Con queste modalità particolari sono stati raggiunti più di duemila utenti, su circa quattromila seguiti nell’intero territorio dell’Azienda sanitaria: “Sono quelli con la minore autonomia, ai quali abbiamo cercato di garantire un monitoraggio stretto e una presenza più costante. Ad ogni operatore sono stati assegnati dei pazienti da seguire settimanalmente e a cui porre le domande di verifica: ‘Come si sente?’, ‘Di cosa ha bisogno?’, ‘Come stanno proseguendo le cure?’”. Le sedute di monitoraggio hanno incluso anche aspetti di educazione sanitaria: “Controllavamo come andavano le cose in famiglia, ma abbiamo anche cercato di aiutare le persone più in difficioltà a capire cosa stava succedendo all’esterno, in questa situazione di emergenza. Dando loro indicazioni, ad esempio, sull’utilizzo delle mascherine, sulle regole del distanziamento, su come compilare l’autocertificazione: una serie di indicazioni su come affrontare al meglio la vita quotidiana”.
Oltre all’impiego del tempo libero con attività ludiche, culinarie e di giardinaggio, ai pazienti più ansiosi per quanto stava accadendo sono state date indicazioni di evitare il contatto eccessivo con i mass media ed eventualmente di affidarsi solo a fonti istituzionali attendibili. 
“La modalità di comunicazione strutturata da remoto rimarrà e affiancherà quella tradizionale, questa è l’idea”, pensa il primario De Rossi. “Per noi è stata una scoperta, uno strumento che va assolutamente valorizzato perché permette di raggiungere molte persone, anche nelle situazioni più difficili, con molta facilità. Abbiamo capito che c’è la possibilità di poter gestire alcune situazioni complesse da remoto, che la relazione non implica per forza la vicinanza fisica.
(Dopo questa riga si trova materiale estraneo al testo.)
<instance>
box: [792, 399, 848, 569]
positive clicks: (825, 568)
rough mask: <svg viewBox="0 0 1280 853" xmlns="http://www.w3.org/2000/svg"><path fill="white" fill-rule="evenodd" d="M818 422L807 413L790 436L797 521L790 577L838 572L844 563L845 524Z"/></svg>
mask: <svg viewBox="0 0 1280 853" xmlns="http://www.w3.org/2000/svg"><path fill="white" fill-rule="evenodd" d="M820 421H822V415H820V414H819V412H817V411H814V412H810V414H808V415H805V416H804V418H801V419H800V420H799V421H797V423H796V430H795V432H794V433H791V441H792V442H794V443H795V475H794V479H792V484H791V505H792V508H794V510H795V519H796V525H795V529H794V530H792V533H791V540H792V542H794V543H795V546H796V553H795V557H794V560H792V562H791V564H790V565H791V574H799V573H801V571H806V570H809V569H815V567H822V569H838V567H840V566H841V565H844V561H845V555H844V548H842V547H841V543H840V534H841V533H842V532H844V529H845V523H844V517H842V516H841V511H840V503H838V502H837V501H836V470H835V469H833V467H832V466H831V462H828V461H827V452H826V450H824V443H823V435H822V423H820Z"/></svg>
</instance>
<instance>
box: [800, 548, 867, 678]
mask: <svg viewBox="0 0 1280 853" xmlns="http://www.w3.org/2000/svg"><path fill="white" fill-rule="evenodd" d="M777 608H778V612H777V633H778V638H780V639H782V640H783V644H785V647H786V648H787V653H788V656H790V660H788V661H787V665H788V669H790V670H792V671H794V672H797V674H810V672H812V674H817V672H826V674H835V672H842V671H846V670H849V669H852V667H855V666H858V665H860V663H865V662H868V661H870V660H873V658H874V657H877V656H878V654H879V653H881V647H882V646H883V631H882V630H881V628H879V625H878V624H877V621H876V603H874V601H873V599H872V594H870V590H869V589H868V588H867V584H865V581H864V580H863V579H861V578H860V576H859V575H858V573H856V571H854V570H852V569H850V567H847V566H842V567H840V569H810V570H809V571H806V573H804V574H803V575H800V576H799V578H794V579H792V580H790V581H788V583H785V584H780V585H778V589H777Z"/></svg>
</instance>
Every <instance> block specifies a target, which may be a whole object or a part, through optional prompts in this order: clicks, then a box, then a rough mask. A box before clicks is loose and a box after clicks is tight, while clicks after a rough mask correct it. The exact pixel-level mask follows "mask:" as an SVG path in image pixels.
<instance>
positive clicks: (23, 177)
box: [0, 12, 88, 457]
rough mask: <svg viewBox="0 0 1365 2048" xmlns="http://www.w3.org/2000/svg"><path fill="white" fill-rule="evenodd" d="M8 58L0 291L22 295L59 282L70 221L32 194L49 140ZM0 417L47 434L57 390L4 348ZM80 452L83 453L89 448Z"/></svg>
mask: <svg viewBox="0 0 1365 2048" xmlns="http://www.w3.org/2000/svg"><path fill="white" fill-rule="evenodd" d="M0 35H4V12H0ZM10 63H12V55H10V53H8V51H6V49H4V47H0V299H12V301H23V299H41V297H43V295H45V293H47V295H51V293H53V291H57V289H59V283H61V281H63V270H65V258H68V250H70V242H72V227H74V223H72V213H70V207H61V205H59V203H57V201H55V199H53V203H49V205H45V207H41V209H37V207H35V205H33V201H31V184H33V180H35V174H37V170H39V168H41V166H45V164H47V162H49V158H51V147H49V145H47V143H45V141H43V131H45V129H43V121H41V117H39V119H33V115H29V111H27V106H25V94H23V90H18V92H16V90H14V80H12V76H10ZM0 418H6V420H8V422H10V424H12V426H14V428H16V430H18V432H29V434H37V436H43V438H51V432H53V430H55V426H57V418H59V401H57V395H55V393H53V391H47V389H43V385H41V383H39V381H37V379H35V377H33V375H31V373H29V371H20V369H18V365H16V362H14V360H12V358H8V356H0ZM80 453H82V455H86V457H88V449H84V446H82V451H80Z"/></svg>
E i pazienti si sono sentiti attenzionati da questo tipo di rapporto diretto”. 
Stiamo strutturando – conclude il Primario – anche un’attività di gruppo da remoto, via webcam, mirata alla gestione delle tecniche di rilassamento. E' un’iniziativa messa in cantiere a partire da una richiesta arrivata dagli stessi pazienti. E in cantiere ce ne sono molte altre”.